Research Themes
Reactive Inks
Reactive ink print chemical reactions instead of clusters of particles. Our studies on how mass transport, heat transfer, and chemical kinetics impact particle nucleation and growth rate distributions in evaporated droplets of printed reactive inks allows us to control the porosity from 0% (i.e. 100% dense) all the way up to 94% porosity (i.e. aerogels). Current reactive ink systems in our group include Ag, Cu, W, ZnO, SiO2, PDMS, and numerous polymer systems. Applications include printed electronics, stretchable interconnects, photovoltaics metallization, and printed microfluidic devices.
Photovoltaics
Through an ongoing collaboration with Prof. Mariana Bertoni at ASU, we are studying the chemical and physical interface between printed reactive inks and photovoltaic topside substrate (silicon, ITO) and how reactive ink composition and the physical phenomena involved in the printing process impact the resulting electrical, mechanical, and reliability of these metallizations.
The insights gained from these studies have allowed us to design reactive ink chemistries and processes to reduce silver consumption in photovoltaic cells by 90% while maintaining device efficiency levels comparable to existing silver paste and evaporation/sputtering techniques.
Printed Electronics
Through collaborations with Prof. Terry Alford and Prof. Hanqing Jiang, we have investigated the electrical and mechanical reliability of electronic interconnects printed using reactive inks. Electromigration studies show that the electrical resistivity and reliability of printed silver reactive inks can be modeled as percolating networks. Additionally, printed stretchable spirals achieved 180% elongations with negligible change in electrical resistance.
Dissolvable Metal Supports
Through corrosion and microstructure evolution studies of printed metals we can now selectively dissolve metal supports in 3D printed components fabricated using Powder Bed Fusion (PBF) or Directed Energy Deposition (DED) additive manufacturing techniques.
This process significantly reduces post-processing for 3D printed metals by replacing manual machining and grinding with simple electrochemical baths. No changes to build/print settings are required for PBF-compatible dissolvable supports. Additionally, support structures only need to be fluid accessible to be removed (instead of mechanically accessible).
Software Projects
In Hildreth Research Group, we often find ourselves writing custom data analysis tools and software to control our research equipment.

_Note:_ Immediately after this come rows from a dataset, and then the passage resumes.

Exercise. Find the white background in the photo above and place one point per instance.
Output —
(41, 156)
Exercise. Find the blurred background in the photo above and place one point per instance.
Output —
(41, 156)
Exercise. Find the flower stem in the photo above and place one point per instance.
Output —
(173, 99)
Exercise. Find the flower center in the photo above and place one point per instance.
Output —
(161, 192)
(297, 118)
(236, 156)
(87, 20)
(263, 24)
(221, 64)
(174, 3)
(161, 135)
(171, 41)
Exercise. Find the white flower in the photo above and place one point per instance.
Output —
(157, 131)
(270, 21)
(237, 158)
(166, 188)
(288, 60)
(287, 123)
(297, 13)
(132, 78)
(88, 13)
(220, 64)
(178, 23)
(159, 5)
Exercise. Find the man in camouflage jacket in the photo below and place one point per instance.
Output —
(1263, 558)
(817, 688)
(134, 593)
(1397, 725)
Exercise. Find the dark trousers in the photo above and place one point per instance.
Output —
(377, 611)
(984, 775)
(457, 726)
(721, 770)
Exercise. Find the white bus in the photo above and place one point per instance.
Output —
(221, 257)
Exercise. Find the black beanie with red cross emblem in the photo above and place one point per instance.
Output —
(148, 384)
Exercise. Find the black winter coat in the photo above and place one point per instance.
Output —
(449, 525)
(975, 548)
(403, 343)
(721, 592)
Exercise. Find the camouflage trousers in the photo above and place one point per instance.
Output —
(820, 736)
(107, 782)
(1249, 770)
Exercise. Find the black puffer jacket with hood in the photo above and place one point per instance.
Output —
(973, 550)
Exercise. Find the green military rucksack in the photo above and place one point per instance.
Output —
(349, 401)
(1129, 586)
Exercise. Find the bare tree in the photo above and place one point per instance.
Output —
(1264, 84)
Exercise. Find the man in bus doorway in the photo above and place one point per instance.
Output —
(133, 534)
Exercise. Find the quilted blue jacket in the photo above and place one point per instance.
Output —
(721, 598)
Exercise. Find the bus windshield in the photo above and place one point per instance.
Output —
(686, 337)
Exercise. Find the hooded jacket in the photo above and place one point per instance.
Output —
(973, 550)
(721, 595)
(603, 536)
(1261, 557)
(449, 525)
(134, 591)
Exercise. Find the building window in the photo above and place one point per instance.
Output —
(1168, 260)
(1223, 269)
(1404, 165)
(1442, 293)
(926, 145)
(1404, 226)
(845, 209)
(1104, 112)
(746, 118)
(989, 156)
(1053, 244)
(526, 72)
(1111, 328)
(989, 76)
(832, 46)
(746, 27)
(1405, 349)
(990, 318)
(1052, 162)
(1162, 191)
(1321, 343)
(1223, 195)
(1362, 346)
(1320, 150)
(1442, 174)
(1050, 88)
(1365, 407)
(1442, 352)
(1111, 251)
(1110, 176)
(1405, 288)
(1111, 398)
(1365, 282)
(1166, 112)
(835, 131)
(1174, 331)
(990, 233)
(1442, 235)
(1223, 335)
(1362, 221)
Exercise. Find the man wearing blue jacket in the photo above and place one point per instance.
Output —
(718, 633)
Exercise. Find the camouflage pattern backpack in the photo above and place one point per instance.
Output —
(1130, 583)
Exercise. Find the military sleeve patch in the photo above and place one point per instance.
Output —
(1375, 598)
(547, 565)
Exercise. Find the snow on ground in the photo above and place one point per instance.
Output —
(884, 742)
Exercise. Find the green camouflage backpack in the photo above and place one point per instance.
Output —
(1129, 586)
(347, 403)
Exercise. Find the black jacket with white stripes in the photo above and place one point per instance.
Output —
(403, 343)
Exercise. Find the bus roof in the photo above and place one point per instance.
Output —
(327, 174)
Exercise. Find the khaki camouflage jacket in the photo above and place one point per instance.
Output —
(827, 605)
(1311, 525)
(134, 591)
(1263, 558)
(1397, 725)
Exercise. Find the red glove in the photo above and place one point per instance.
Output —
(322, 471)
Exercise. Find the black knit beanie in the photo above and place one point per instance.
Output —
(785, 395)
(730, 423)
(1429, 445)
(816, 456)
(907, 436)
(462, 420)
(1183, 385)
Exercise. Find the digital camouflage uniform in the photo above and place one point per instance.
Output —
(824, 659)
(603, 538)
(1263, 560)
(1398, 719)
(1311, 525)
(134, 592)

Inspired by PyVISA, our latest project is a Swift wrapper for the NI-VISA communication protocol. Our SwiftVISA wrapper will allow us to control our research equipment using software with access to native MacOS APIs, improved multi-threaded support, and code safety through strong type-def checking. Other software projects include custom tip location routines for our Nano-drip EHD printer; Graphs – a data management tool; and tools to scale .jdi files for increased throughput of electron beam lithography dosing curves.